Daily Habits to Increase Peace and Positivity

  • I say, out loud, “Today will be a good day!”
    • After getting out of bed, I escape to the solitude of porch with my coffee in hand. I have a brief talk with God, and I make the decision that today will be a good day. Almost always, I return from my porch much happier. 


  • I don’t read or watch the news, check social media or read emails first thing in the morning.
    • Considering most of the news is marketed based on “shock value” this is a setup; a recipe for negativity. I find most of the stories extremely negative and disturbing. I’m left feeling anxious, fearful and sad. First, I must center myself and decide today is going to be a good day. Then, if I must get my daily dose of bad news, I do it in the afternoon when my spirit is up, and I’m filled with gratitude. However, I do enjoy reading something in the morning, so I have six daily meditation books. They are scattered throughout the house, and on the porch. I read those, and am provided some positive reflection for the day. Negativity is contagious, don’t allow it to manifest.
  • I re-frame my thinking.
    • Reframing is a psychological technique where you dispute/change negative thoughts into positive thoughts. Reframing has completely changed my attitude on many occasions. For example: I no longer say, “I have to do laundry today”. I tell myself that “I get to do laundry today, in the comfort of my own home, so that my family may have clean clothes”. This is not a luxury afforded to all people, so for it, I am grateful. Next, I turn liabilities into assets.  For example: Instead of thinking that my ADHD is negatively affecting my ability to complete tasks. I remind myself that my ADHD positively allows me the ability to multi-task (like a boss), and to be a highly motivated individual. Regardless of what order I get the stuff done, it gets done. Lastly, I look at all my problems as opportunities to improve myself. How fabulous!
  • Practice mindful breathing.
    • Take several deep breathes, in through the nose and out through the mouth, and focus solely on your breathing at that present moment. Think of nothing but how you presently feel. If stress arises throughout the day, do this again. Remind yourself, no feeling last forever, and it will pass.

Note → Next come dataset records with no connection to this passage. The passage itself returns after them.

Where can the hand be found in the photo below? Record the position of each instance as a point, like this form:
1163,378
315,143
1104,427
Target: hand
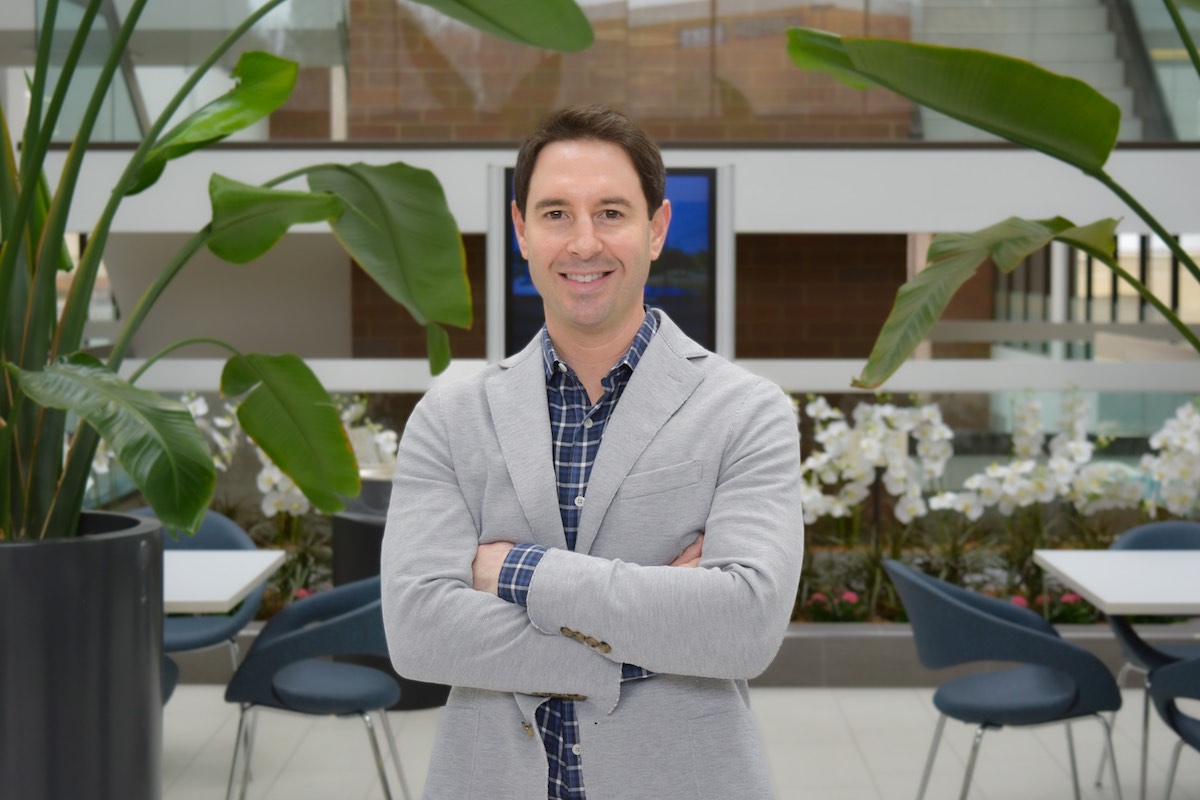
485,570
690,557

  • Make a short (or long) gratitude list.
    • I jot down 5 things I am grateful for. This practice allows me to focus on the good in my life lest the bad. I find this especially helpful when Aunt Flo is in town, and I’m feeling increasingly homicidal (JK. I am totally kidding. lol) Also, I save my lists, so I can look back over the many things I should be grateful for, should I ever run out. (I have never ran out.)
  • I make TO-DO lists.
    • I find ToDo lists extremely helpful. Do not overwhelm yourself with a list of 25 outrageously ambitious goals. Goal setting should start small and remain realistic. Last year, I read an article in college that said: Most people fail at goals because they fail to plan, so make a list and cross it off as you go. At the end of the day, it is an incredible feeling of accomplishment as you admire all the things you’ve completed.
  • I surround myself with positive people.
    • Personally, I surround myself with upbeat, positive and like-minded people. My immediate circle is comprised of people whom I admire, people who add value to my life, and people who do good for themselves and others. Most importantly, these people build me up, and don’t tear me down. This includes family members who love to call and talk sh*t to anyone who will listen. I won’t do it. I won’t have it in my life, and I have made this clear. This is called, setting boundaries. I let friends and family know what I will or will not tolerate. They know if they’re looking to gossip, I’m the wrong person to call.
  • I practice unconditional self-acceptance.
    • I tell myself that I have worth, and that I am a good person. I don’t hate on myself in the mirror. When I make a mistake, I gently remind myself of my humanness. I do not put myself down. Repetition becomes habit, so soon enough, you will begin to believe the things you tell yourself.